Economic Consequences of Severe Weather Events

# Summarize economic damages by event type
economic_impact <- data %>%
        group_by(EVTYPE) %>%
        summarize(TOTAL_PROPDMG = sum(TOTAL_PROPDMG, na.rm = TRUE),
                  TOTAL_CROPDMG = sum(TOTAL_CROPDMG, na.rm = TRUE)) %>%
        arrange(desc(TOTAL_PROPDMG), desc(TOTAL_CROPDMG))

# Select top 10 events for economic damage
top_economic_events <- head(economic_impact, 10)
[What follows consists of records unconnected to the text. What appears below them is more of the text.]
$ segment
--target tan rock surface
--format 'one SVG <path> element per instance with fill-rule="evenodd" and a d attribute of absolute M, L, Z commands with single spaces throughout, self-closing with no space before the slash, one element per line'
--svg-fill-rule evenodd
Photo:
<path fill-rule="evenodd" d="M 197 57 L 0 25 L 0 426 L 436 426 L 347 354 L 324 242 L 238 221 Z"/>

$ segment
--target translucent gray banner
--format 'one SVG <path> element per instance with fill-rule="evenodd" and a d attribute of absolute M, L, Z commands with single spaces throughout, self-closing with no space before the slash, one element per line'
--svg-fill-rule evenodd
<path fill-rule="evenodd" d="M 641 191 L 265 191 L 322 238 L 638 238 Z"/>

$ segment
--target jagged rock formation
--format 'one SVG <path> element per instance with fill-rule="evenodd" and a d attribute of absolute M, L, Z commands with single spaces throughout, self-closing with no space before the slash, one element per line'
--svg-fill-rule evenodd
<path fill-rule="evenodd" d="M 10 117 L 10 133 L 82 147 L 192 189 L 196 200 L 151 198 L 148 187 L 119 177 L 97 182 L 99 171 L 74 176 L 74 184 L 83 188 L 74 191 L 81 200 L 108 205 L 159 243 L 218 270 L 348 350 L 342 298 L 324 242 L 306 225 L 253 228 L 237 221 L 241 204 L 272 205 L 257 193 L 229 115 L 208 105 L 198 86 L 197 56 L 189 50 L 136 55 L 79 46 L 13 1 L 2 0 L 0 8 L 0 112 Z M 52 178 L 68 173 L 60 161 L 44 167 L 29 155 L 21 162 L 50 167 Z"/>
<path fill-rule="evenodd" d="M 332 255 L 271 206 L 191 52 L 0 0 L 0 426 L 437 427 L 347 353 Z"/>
# Divide total damages by 1e6 to convert to millions
top_economic_events$TOTAL_PROPDMG <- top_economic_events$TOTAL_PROPDMG / 1e6
top_economic_events$TOTAL_CROPDMG <- top_economic_events$TOTAL_CROPDMG / 1e6

# Create a plot for economic damage
ggplot(top_economic_events, aes(x = reorder(EVTYPE, TOTAL_PROPDMG))) +
        geom_col(aes(y = TOTAL_PROPDMG, fill = "Property Damage"), alpha = 0.5) +
        geom_col(aes(y = TOTAL_CROPDMG, fill = "Crop Damage"), alpha = 0.5) +
        labs(title = "Top 10 Weather Events by Economic Damage",
             x = "Event Type",
             y = "Total Damage (Millions USD)",
             fill = "Damage Type") +
        scale_fill_manual(values = c("Property Damage" = "green", "Crop Damage" = "orange")) +
        coord_flip() +
        theme(plot.title = element_text(hjust = 0.5))

Conclusion

This analysis identifies tornadoes as the most harmful severe weather events in terms of public health, resulting in the highest number of fatalities and injuries. In contrast, floods emerge as the severe weather events with the greatest economic consequences, causing significant property and crop damage.